I agree with you AAAA and a better answer would be CXR and sputum analysis.

  #9

The correct answer is B. Tuberculosis exposure is not an emergency and does not require immediate re-initiation of postexposure prophylaxis. Given the potential toxic side effects of antituberculosis medications and the importance of completing a regimen for full efficacy, it is reasonable to withhold initiation of postexposure prophylaxis for tuberculosis until sensitivities are available. Tuberculosis bacilli sensitivities usually take a few weeks to come back. This particular patient is at high risk for multidrug resistant tuberculosis, because he was non-compliant with different medications for tuberculosis in the past. In the case of multidrug resistant tuberculosis, postexposure prophylaxis should consist of 2 drugs to which the index patient's tuberculous strain is susceptible.

Ethambutol and pyrazinamide by themselves may not completely cure tuberculosis, unless the patient's strains are sensitive to this antituberculosis medication (choice A).

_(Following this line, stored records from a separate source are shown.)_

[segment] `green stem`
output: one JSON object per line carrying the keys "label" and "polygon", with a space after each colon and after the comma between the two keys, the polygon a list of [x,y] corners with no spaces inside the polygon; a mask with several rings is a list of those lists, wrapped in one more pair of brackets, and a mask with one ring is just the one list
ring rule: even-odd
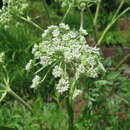
{"label": "green stem", "polygon": [[124,4],[124,0],[121,0],[121,3],[120,3],[120,5],[119,5],[118,9],[116,10],[116,12],[115,12],[115,14],[114,14],[112,20],[114,20],[114,19],[116,18],[116,16],[118,15],[120,9],[122,8],[123,4]]}
{"label": "green stem", "polygon": [[127,13],[130,10],[130,7],[128,7],[127,9],[125,9],[123,12],[121,12],[117,17],[115,17],[109,24],[108,26],[105,28],[104,32],[102,33],[100,39],[98,40],[96,46],[99,46],[104,38],[104,36],[106,35],[106,33],[108,32],[108,30],[112,27],[112,25],[121,17],[123,16],[125,13]]}
{"label": "green stem", "polygon": [[101,0],[99,0],[99,2],[97,4],[96,14],[95,14],[95,17],[94,17],[94,23],[95,24],[97,23],[97,18],[98,18],[98,15],[99,15],[100,6],[101,6]]}
{"label": "green stem", "polygon": [[31,106],[26,103],[20,96],[18,96],[13,90],[8,88],[8,93],[11,94],[13,97],[15,97],[19,102],[21,102],[29,111],[32,112]]}
{"label": "green stem", "polygon": [[[2,91],[0,91],[0,92],[2,92]],[[1,98],[0,98],[0,102],[5,98],[6,95],[7,95],[7,91],[6,91],[6,90],[3,90],[2,96],[1,96]]]}
{"label": "green stem", "polygon": [[34,27],[36,27],[37,29],[39,29],[41,32],[43,32],[43,29],[36,23],[34,23],[33,21],[31,20],[28,20],[27,18],[23,17],[23,16],[18,16],[21,20],[33,25]]}
{"label": "green stem", "polygon": [[[106,88],[106,90],[110,93],[110,92],[113,92],[113,88]],[[112,94],[112,96],[113,97],[115,97],[115,98],[118,98],[118,99],[120,99],[121,101],[123,101],[124,103],[126,103],[126,104],[130,104],[130,102],[128,101],[128,100],[126,100],[124,97],[121,97],[120,95],[118,95],[118,94],[116,94],[116,93],[113,93]]]}
{"label": "green stem", "polygon": [[81,9],[80,12],[81,18],[80,18],[80,29],[82,30],[84,27],[84,8]]}
{"label": "green stem", "polygon": [[67,11],[66,11],[66,13],[65,13],[65,15],[64,15],[64,17],[63,17],[63,19],[61,21],[62,23],[65,21],[65,19],[66,19],[67,15],[69,14],[72,6],[73,6],[73,2],[69,5],[69,8],[67,9]]}
{"label": "green stem", "polygon": [[129,102],[128,100],[126,100],[124,97],[121,97],[121,96],[119,96],[119,95],[117,95],[117,94],[113,94],[113,96],[114,96],[115,98],[120,99],[121,101],[123,101],[123,102],[126,103],[126,104],[130,104],[130,102]]}
{"label": "green stem", "polygon": [[130,7],[128,7],[127,9],[125,9],[123,12],[121,12],[116,18],[115,20],[117,21],[121,16],[123,16],[125,13],[127,13],[130,10]]}
{"label": "green stem", "polygon": [[73,111],[72,97],[73,97],[74,90],[76,88],[75,84],[76,84],[77,80],[78,80],[78,74],[76,73],[75,76],[74,76],[73,83],[70,87],[69,96],[66,99],[67,112],[68,112],[68,117],[69,117],[69,119],[68,119],[68,125],[69,125],[68,130],[74,129],[74,111]]}
{"label": "green stem", "polygon": [[104,32],[102,33],[100,39],[98,40],[96,46],[99,46],[104,38],[104,36],[106,35],[106,33],[108,32],[108,30],[112,27],[112,25],[114,24],[115,22],[112,21],[110,24],[108,24],[108,26],[105,28]]}
{"label": "green stem", "polygon": [[[90,16],[91,22],[93,23],[94,18],[93,18],[92,12],[91,12],[91,10],[90,10],[90,8],[88,6],[87,6],[87,11],[88,11],[88,14]],[[92,28],[93,28],[94,41],[95,41],[95,44],[96,44],[97,43],[97,29],[96,29],[94,23],[92,24]]]}
{"label": "green stem", "polygon": [[127,56],[125,56],[120,62],[119,64],[116,65],[116,67],[113,69],[113,71],[116,71],[122,64],[124,64],[128,58],[130,57],[130,54],[128,54]]}
{"label": "green stem", "polygon": [[71,103],[72,103],[72,100],[73,100],[72,97],[73,97],[73,94],[74,94],[74,91],[75,91],[75,88],[76,88],[75,84],[76,84],[77,80],[78,80],[78,75],[76,73],[75,77],[73,79],[72,85],[70,87],[70,91],[69,91],[69,97],[70,97],[69,100],[70,100]]}
{"label": "green stem", "polygon": [[46,11],[46,14],[47,14],[47,17],[48,17],[48,21],[51,24],[51,19],[50,19],[50,15],[49,15],[49,11],[48,11],[48,7],[47,7],[47,4],[46,4],[46,1],[42,0],[42,3],[43,3],[43,6],[45,8],[45,11]]}
{"label": "green stem", "polygon": [[68,130],[74,130],[74,111],[72,103],[69,98],[66,99],[67,113],[68,113]]}
{"label": "green stem", "polygon": [[101,0],[99,0],[99,2],[97,3],[96,14],[93,21],[95,43],[97,43],[97,19],[99,16],[100,6],[101,6]]}

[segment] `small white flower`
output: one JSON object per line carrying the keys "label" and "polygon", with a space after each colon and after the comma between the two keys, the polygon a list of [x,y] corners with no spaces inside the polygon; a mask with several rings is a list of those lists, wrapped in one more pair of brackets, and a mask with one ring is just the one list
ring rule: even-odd
{"label": "small white flower", "polygon": [[63,37],[62,37],[62,40],[63,40],[63,41],[69,40],[69,35],[64,34]]}
{"label": "small white flower", "polygon": [[81,42],[82,44],[86,44],[86,39],[85,39],[84,36],[80,36],[80,42]]}
{"label": "small white flower", "polygon": [[38,50],[38,45],[37,44],[34,44],[34,47],[32,49],[32,54],[34,54],[37,50]]}
{"label": "small white flower", "polygon": [[72,59],[73,59],[73,54],[72,54],[72,52],[71,51],[65,51],[64,52],[64,59],[65,59],[65,61],[67,61],[67,62],[69,62],[69,61],[71,61]]}
{"label": "small white flower", "polygon": [[1,53],[0,53],[0,63],[3,63],[3,62],[4,62],[4,57],[5,57],[5,53],[4,53],[4,52],[1,52]]}
{"label": "small white flower", "polygon": [[77,96],[81,95],[82,94],[82,90],[80,89],[75,89],[74,93],[73,93],[73,96],[72,96],[72,99],[74,100]]}
{"label": "small white flower", "polygon": [[23,15],[28,7],[26,0],[2,0],[3,7],[0,9],[0,24],[9,25],[14,21],[14,15]]}
{"label": "small white flower", "polygon": [[40,57],[40,64],[43,66],[49,65],[50,64],[50,57],[49,56],[41,56]]}
{"label": "small white flower", "polygon": [[78,68],[77,68],[77,71],[79,72],[79,73],[85,73],[85,67],[84,67],[84,65],[83,64],[80,64],[79,66],[78,66]]}
{"label": "small white flower", "polygon": [[30,60],[30,61],[27,63],[27,65],[25,66],[25,69],[26,69],[27,71],[29,71],[29,70],[31,69],[31,67],[32,67],[32,62],[33,62],[33,60]]}
{"label": "small white flower", "polygon": [[52,74],[55,78],[60,77],[62,75],[62,68],[60,68],[58,65],[56,65],[52,71]]}
{"label": "small white flower", "polygon": [[56,89],[59,93],[64,93],[65,91],[67,91],[69,89],[69,80],[61,78],[59,80],[59,83],[56,86]]}
{"label": "small white flower", "polygon": [[87,33],[87,31],[86,31],[85,29],[82,29],[82,28],[81,28],[79,31],[80,31],[80,33],[81,33],[82,35],[85,35],[85,36],[88,35],[88,33]]}
{"label": "small white flower", "polygon": [[60,23],[59,27],[65,29],[65,30],[69,30],[69,26],[65,25],[64,23]]}
{"label": "small white flower", "polygon": [[60,34],[59,29],[55,29],[55,30],[52,32],[53,37],[58,37],[59,34]]}
{"label": "small white flower", "polygon": [[96,68],[90,68],[88,71],[88,77],[90,78],[97,78],[98,77],[98,73],[97,73],[97,69]]}
{"label": "small white flower", "polygon": [[32,85],[30,88],[36,88],[40,84],[40,77],[38,75],[35,75],[35,77],[32,80]]}
{"label": "small white flower", "polygon": [[96,55],[100,55],[99,48],[96,48],[96,47],[90,47],[88,45],[85,45],[84,51],[86,51],[86,53],[93,53]]}
{"label": "small white flower", "polygon": [[41,52],[40,51],[36,51],[34,53],[34,57],[35,57],[35,59],[39,59],[41,57]]}
{"label": "small white flower", "polygon": [[88,58],[86,59],[86,61],[87,61],[87,63],[90,64],[91,66],[96,65],[96,61],[95,61],[95,59],[94,59],[92,56],[91,56],[91,57],[88,57]]}
{"label": "small white flower", "polygon": [[103,72],[106,72],[106,69],[104,68],[103,64],[100,63],[100,62],[98,62],[98,64],[99,64],[99,68],[100,68],[101,70],[103,70]]}
{"label": "small white flower", "polygon": [[45,30],[44,33],[42,34],[42,38],[45,38],[48,32],[49,32],[48,30]]}
{"label": "small white flower", "polygon": [[61,43],[61,39],[60,39],[60,38],[55,37],[55,38],[53,38],[52,40],[53,40],[53,42],[56,43],[56,44]]}
{"label": "small white flower", "polygon": [[49,30],[50,29],[56,29],[56,28],[57,28],[57,26],[55,26],[55,25],[51,25],[51,26],[48,27]]}
{"label": "small white flower", "polygon": [[77,37],[77,33],[74,32],[74,31],[70,31],[69,35],[70,35],[71,38],[76,38]]}
{"label": "small white flower", "polygon": [[73,55],[74,58],[78,59],[78,58],[80,58],[81,53],[78,49],[75,49],[75,50],[73,50],[72,55]]}

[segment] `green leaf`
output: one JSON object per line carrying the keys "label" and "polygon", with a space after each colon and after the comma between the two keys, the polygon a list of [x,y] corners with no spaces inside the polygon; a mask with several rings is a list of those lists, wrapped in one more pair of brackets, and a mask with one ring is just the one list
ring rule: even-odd
{"label": "green leaf", "polygon": [[113,82],[111,82],[111,81],[107,81],[107,80],[97,80],[97,81],[95,81],[95,85],[96,86],[103,86],[103,85],[112,85],[113,84]]}
{"label": "green leaf", "polygon": [[111,73],[109,73],[108,75],[107,75],[107,77],[106,77],[106,79],[107,80],[116,80],[117,79],[117,77],[120,75],[120,72],[111,72]]}
{"label": "green leaf", "polygon": [[5,90],[5,91],[1,94],[0,102],[5,98],[6,94],[7,94],[7,90]]}

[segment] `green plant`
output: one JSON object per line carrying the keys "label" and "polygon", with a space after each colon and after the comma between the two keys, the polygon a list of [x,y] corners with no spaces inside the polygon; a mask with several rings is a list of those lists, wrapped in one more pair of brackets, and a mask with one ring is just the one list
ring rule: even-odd
{"label": "green plant", "polygon": [[[52,79],[55,78],[55,87],[52,89],[56,101],[60,104],[62,95],[66,100],[70,118],[69,129],[74,128],[72,105],[74,98],[82,93],[79,85],[82,76],[97,78],[105,72],[99,49],[86,45],[84,35],[87,35],[87,32],[82,27],[78,32],[71,31],[69,26],[63,23],[59,26],[49,26],[42,34],[42,41],[34,45],[34,57],[26,65],[27,71],[35,70],[31,88],[42,85],[48,73],[52,73]],[[44,71],[47,72],[44,74]]]}
{"label": "green plant", "polygon": [[[65,21],[72,8],[77,9],[77,12],[80,11],[78,31],[61,23],[48,26],[44,32],[43,28],[34,22],[35,18],[30,18],[28,1],[17,2],[6,1],[7,6],[0,11],[0,35],[2,37],[0,39],[0,51],[2,52],[0,55],[0,64],[2,63],[0,99],[3,103],[0,114],[5,114],[0,120],[1,124],[27,130],[120,129],[121,120],[114,115],[114,112],[120,112],[122,109],[120,104],[129,106],[129,100],[126,98],[129,97],[127,86],[130,83],[121,74],[124,68],[120,68],[129,55],[114,69],[110,64],[112,61],[107,59],[104,62],[100,49],[87,45],[88,42],[85,38],[88,33],[84,30],[84,26],[86,26],[84,13],[87,12],[91,19],[94,42],[99,46],[118,18],[129,11],[128,7],[120,12],[125,1],[121,1],[99,39],[97,23],[102,6],[100,0],[60,0],[62,6],[68,8],[62,22]],[[44,15],[48,17],[49,23],[52,23],[47,4],[45,1],[42,2],[46,12]],[[92,5],[96,6],[94,16],[90,9]],[[11,23],[17,24],[11,26]],[[27,26],[26,23],[30,25]],[[36,30],[33,31],[32,28],[29,28],[32,26]],[[28,53],[31,50],[32,54]],[[4,54],[5,62],[3,64]],[[25,66],[28,72],[25,74],[23,66],[29,59],[30,61]],[[17,63],[18,61],[19,63]],[[107,72],[104,66],[107,68]],[[31,90],[29,85],[32,77],[34,78],[30,87],[34,89]],[[23,89],[21,87],[19,90],[17,87],[19,84],[27,86],[28,88],[25,90],[29,90],[29,92],[26,92],[27,94],[21,92]],[[22,98],[16,95],[12,89],[20,93]],[[5,100],[8,99],[7,94],[14,96],[20,104],[18,102],[9,104],[12,109],[8,110],[8,102]],[[75,104],[80,105],[75,106]],[[5,111],[4,108],[6,108]],[[78,109],[79,113],[76,113],[75,109]],[[128,112],[126,109],[127,107],[123,108],[123,111]],[[12,114],[8,115],[8,112]],[[16,120],[12,122],[12,119]],[[63,120],[62,123],[61,120]],[[125,124],[125,128],[129,128],[127,121]]]}

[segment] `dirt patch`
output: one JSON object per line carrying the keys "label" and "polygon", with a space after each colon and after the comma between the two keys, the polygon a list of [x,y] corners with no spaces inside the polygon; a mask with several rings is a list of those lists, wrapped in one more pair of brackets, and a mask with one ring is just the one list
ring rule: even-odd
{"label": "dirt patch", "polygon": [[[104,57],[108,58],[108,57],[115,57],[116,56],[117,48],[118,48],[118,46],[116,48],[102,46],[101,50],[102,50]],[[120,46],[119,48],[122,48],[124,56],[127,56],[128,54],[130,54],[130,48],[129,47],[126,47],[126,46],[121,47]],[[129,61],[130,61],[130,59],[129,59]]]}
{"label": "dirt patch", "polygon": [[120,31],[130,30],[130,18],[121,19],[119,21],[118,28]]}

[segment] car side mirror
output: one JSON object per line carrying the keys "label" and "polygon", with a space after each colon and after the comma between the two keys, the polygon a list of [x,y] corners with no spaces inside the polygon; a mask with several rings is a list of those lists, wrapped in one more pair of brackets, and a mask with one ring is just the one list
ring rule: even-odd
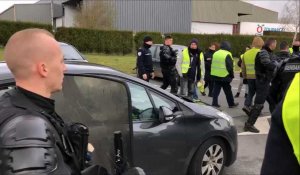
{"label": "car side mirror", "polygon": [[159,121],[160,122],[166,122],[170,121],[174,118],[174,113],[171,109],[161,106],[159,107]]}

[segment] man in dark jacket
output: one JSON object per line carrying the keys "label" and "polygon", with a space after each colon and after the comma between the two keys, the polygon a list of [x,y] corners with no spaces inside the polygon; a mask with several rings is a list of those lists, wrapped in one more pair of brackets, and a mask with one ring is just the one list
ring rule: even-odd
{"label": "man in dark jacket", "polygon": [[160,47],[160,67],[163,74],[163,84],[162,89],[167,89],[171,85],[171,93],[177,94],[177,71],[176,71],[176,61],[177,53],[171,47],[173,44],[173,38],[171,36],[165,37],[164,45]]}
{"label": "man in dark jacket", "polygon": [[231,81],[234,78],[233,58],[230,53],[231,45],[228,41],[221,42],[220,50],[213,54],[211,64],[211,77],[214,80],[212,106],[219,108],[218,98],[223,88],[229,108],[237,107],[231,90]]}
{"label": "man in dark jacket", "polygon": [[273,54],[276,44],[275,39],[268,39],[255,58],[256,96],[254,106],[251,108],[249,118],[245,123],[245,131],[259,132],[254,124],[264,107],[264,103],[269,95],[270,83],[279,66],[276,61],[276,56]]}
{"label": "man in dark jacket", "polygon": [[208,87],[208,96],[212,97],[212,92],[214,88],[214,81],[210,77],[211,71],[211,60],[213,54],[216,52],[216,44],[212,43],[208,49],[208,51],[204,54],[204,62],[205,62],[205,76],[204,76],[204,89]]}
{"label": "man in dark jacket", "polygon": [[[292,55],[289,53],[289,48],[286,42],[281,43],[281,51],[277,54],[283,64],[279,68],[276,77],[272,81],[270,88],[270,98],[274,102],[270,107],[270,112],[273,112],[275,106],[280,103],[286,92],[286,89],[297,72],[300,72],[300,54],[299,46],[294,45],[295,50]],[[298,51],[298,52],[297,52]]]}
{"label": "man in dark jacket", "polygon": [[152,54],[150,51],[152,44],[152,38],[145,36],[143,46],[137,52],[138,77],[147,82],[149,82],[150,78],[154,78]]}
{"label": "man in dark jacket", "polygon": [[299,79],[297,73],[272,113],[261,175],[300,174]]}
{"label": "man in dark jacket", "polygon": [[272,80],[271,87],[270,87],[270,93],[268,97],[269,102],[269,108],[270,113],[272,113],[276,107],[276,105],[282,100],[283,93],[286,89],[286,86],[288,86],[288,82],[290,82],[292,78],[288,78],[283,76],[284,71],[284,65],[288,60],[290,59],[291,55],[289,52],[289,45],[286,41],[283,41],[280,43],[280,52],[276,54],[277,61],[283,61],[284,64],[281,65],[280,68],[278,68],[278,71],[275,75],[275,78]]}

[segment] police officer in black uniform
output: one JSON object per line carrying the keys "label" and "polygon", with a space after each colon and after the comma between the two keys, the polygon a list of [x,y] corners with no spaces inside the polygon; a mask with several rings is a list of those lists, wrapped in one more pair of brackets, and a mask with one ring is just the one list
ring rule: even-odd
{"label": "police officer in black uniform", "polygon": [[67,126],[50,99],[66,70],[59,44],[47,31],[26,29],[9,39],[4,59],[16,88],[0,98],[1,174],[79,175]]}
{"label": "police officer in black uniform", "polygon": [[0,174],[108,175],[86,164],[88,128],[66,124],[55,112],[50,97],[62,89],[66,67],[54,36],[19,31],[8,40],[4,59],[16,87],[0,97]]}
{"label": "police officer in black uniform", "polygon": [[162,89],[167,89],[171,85],[171,93],[177,94],[177,52],[171,47],[173,44],[173,38],[170,35],[165,36],[164,45],[160,47],[160,67],[163,74]]}
{"label": "police officer in black uniform", "polygon": [[150,78],[154,78],[152,54],[150,51],[152,44],[152,38],[145,36],[143,46],[137,52],[138,77],[147,82],[149,82]]}
{"label": "police officer in black uniform", "polygon": [[275,39],[268,39],[255,58],[256,97],[249,118],[245,123],[245,131],[259,132],[254,124],[264,107],[264,103],[269,95],[270,83],[274,78],[277,67],[279,67],[276,56],[273,54],[276,44]]}
{"label": "police officer in black uniform", "polygon": [[204,76],[204,89],[208,87],[208,96],[212,97],[212,92],[214,88],[214,81],[210,76],[211,71],[211,60],[213,57],[213,54],[216,52],[217,43],[211,43],[208,51],[204,54],[204,62],[205,62],[205,76]]}
{"label": "police officer in black uniform", "polygon": [[283,64],[278,69],[270,89],[270,97],[275,103],[272,107],[270,107],[271,113],[274,111],[275,106],[283,99],[285,91],[290,82],[293,80],[295,74],[300,72],[299,45],[300,43],[295,42],[293,45],[294,51],[292,55],[289,53],[287,42],[283,42],[280,45],[281,51],[277,54],[277,56],[280,60],[283,60]]}

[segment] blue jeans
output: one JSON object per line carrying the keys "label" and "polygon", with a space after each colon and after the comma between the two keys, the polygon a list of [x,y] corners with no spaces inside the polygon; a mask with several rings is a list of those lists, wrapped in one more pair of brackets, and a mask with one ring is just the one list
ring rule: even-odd
{"label": "blue jeans", "polygon": [[250,107],[252,106],[252,100],[256,93],[256,83],[255,83],[255,79],[248,79],[247,82],[248,82],[248,95],[244,105]]}

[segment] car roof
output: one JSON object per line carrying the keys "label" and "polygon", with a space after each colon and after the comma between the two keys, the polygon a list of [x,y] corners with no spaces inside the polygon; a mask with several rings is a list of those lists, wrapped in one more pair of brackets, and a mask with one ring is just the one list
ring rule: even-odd
{"label": "car roof", "polygon": [[[139,78],[136,78],[134,76],[128,75],[126,73],[120,72],[118,70],[115,70],[113,68],[94,64],[94,63],[88,63],[88,62],[74,62],[74,61],[65,61],[67,70],[65,72],[66,75],[88,75],[88,74],[99,74],[102,76],[112,76],[116,78],[122,78],[126,79],[130,82],[139,83],[142,84],[145,87],[149,87],[151,89],[157,90],[160,93],[164,93],[168,96],[172,96],[173,98],[176,98],[177,101],[183,102],[184,100],[176,97],[175,95],[172,95],[171,93],[168,93],[164,90],[161,90],[158,87],[155,87],[153,84],[150,84],[148,82],[145,82]],[[9,79],[13,79],[13,75],[11,74],[10,70],[7,67],[7,64],[2,61],[0,62],[0,81],[7,81]]]}
{"label": "car roof", "polygon": [[58,42],[59,43],[59,45],[61,45],[61,46],[69,46],[70,44],[68,44],[68,43],[64,43],[64,42]]}

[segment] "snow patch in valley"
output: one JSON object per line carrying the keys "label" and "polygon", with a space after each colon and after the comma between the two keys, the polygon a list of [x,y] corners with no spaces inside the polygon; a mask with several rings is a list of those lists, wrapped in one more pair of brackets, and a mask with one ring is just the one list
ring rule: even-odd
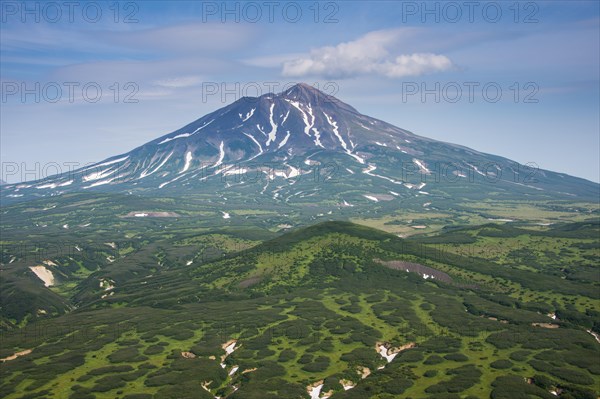
{"label": "snow patch in valley", "polygon": [[221,345],[221,348],[223,348],[223,350],[225,351],[225,354],[221,356],[221,367],[225,368],[225,359],[227,359],[227,356],[231,355],[237,348],[236,348],[236,344],[237,344],[237,340],[232,339],[230,341],[225,342],[223,345]]}
{"label": "snow patch in valley", "polygon": [[319,381],[316,385],[309,385],[306,387],[306,392],[310,395],[310,399],[320,399],[321,390],[323,389],[323,381]]}
{"label": "snow patch in valley", "polygon": [[15,360],[16,358],[18,358],[19,356],[25,356],[25,355],[29,355],[31,353],[31,349],[25,349],[24,351],[21,352],[17,352],[13,355],[10,355],[8,357],[2,358],[0,359],[0,362],[4,363],[4,362],[9,362],[11,360]]}
{"label": "snow patch in valley", "polygon": [[223,214],[223,219],[231,219],[231,215],[229,213],[223,211],[221,211],[221,213]]}
{"label": "snow patch in valley", "polygon": [[29,266],[29,269],[35,273],[35,275],[43,281],[44,286],[52,287],[54,285],[54,274],[45,266]]}
{"label": "snow patch in valley", "polygon": [[104,291],[113,290],[115,288],[114,284],[115,282],[110,279],[100,279],[100,288],[102,288]]}
{"label": "snow patch in valley", "polygon": [[369,199],[373,202],[379,202],[379,200],[376,197],[373,197],[371,195],[363,195],[363,197],[365,197],[366,199]]}
{"label": "snow patch in valley", "polygon": [[277,124],[275,123],[275,120],[273,120],[273,110],[275,109],[275,103],[271,104],[271,108],[269,109],[269,123],[271,124],[271,131],[268,134],[268,139],[267,139],[267,147],[269,145],[271,145],[271,143],[274,143],[275,140],[277,139]]}
{"label": "snow patch in valley", "polygon": [[595,333],[592,330],[586,330],[588,332],[588,334],[591,334],[595,339],[596,342],[598,342],[600,344],[600,335],[598,333]]}
{"label": "snow patch in valley", "polygon": [[[384,344],[384,343],[378,342],[376,344],[375,350],[377,351],[377,353],[379,353],[381,355],[381,357],[383,357],[385,360],[387,360],[388,363],[391,363],[392,360],[394,360],[394,358],[400,352],[403,352],[407,349],[414,348],[415,346],[416,346],[416,344],[414,342],[409,342],[408,344],[402,345],[398,348],[392,348],[389,344]],[[381,368],[383,368],[383,367],[380,367],[379,369],[381,369]]]}
{"label": "snow patch in valley", "polygon": [[394,360],[394,358],[398,355],[398,353],[390,353],[390,352],[391,352],[391,350],[386,348],[384,344],[379,345],[378,353],[381,355],[381,357],[383,357],[385,360],[387,360],[388,363],[391,363],[392,360]]}

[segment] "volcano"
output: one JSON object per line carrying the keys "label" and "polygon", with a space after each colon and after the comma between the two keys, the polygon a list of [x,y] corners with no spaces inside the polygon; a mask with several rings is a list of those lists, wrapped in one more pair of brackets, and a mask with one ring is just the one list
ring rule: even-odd
{"label": "volcano", "polygon": [[240,98],[128,153],[5,185],[2,200],[81,191],[217,197],[237,192],[262,202],[307,198],[352,206],[350,199],[373,203],[428,195],[595,201],[599,185],[418,136],[300,83],[279,94]]}

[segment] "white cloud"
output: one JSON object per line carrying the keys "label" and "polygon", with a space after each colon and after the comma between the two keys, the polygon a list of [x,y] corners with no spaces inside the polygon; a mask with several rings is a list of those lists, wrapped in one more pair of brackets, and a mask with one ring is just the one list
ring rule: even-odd
{"label": "white cloud", "polygon": [[390,78],[401,78],[442,72],[452,68],[452,66],[452,61],[444,55],[416,53],[400,55],[396,57],[395,62],[388,61],[380,65],[374,65],[373,68]]}
{"label": "white cloud", "polygon": [[168,87],[173,89],[198,86],[203,81],[201,76],[178,76],[176,78],[166,78],[154,82],[156,86]]}
{"label": "white cloud", "polygon": [[453,67],[452,61],[444,55],[392,54],[391,49],[413,33],[406,29],[374,31],[354,41],[313,49],[308,56],[284,62],[282,73],[288,77],[382,75],[401,78],[442,72]]}

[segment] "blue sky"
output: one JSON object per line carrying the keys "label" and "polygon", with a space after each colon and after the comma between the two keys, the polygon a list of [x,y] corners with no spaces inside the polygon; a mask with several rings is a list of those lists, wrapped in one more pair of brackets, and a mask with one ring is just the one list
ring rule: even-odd
{"label": "blue sky", "polygon": [[9,181],[295,82],[419,135],[600,180],[597,1],[0,4]]}

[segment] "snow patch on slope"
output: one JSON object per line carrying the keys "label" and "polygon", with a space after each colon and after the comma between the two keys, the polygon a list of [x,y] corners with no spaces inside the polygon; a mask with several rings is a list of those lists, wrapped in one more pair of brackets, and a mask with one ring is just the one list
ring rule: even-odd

INH by itself has shown to be effective in treating tuberculosis. But INH resistant strains are well known, and these patients should be treated with additional rifampicin (choice C).

A combination of 4 different medications (choice D) may be essential depending upon the tuberculosis sensitivity profile, but one should wait before starting this therapy to avoid any side effects and development of drug resistant tuberculosis.

Postexposure prophylaxis is essential after the sensitivity profile is known (choice E).


___________________
When going gets tough, the tough gets going

  #10

you already did the CXR and sputum analysis cool doctor ...

I go with INH for 6 months,and if PPD is still positive, an extension of the treatment for 12 months

Answer darkhorse


  #11

I think this too much for step 2

  #12

not for the employees jvo

  #13

oh yes....sorry...but i think there's no time yet to see CXR changes yet and sputum presentation.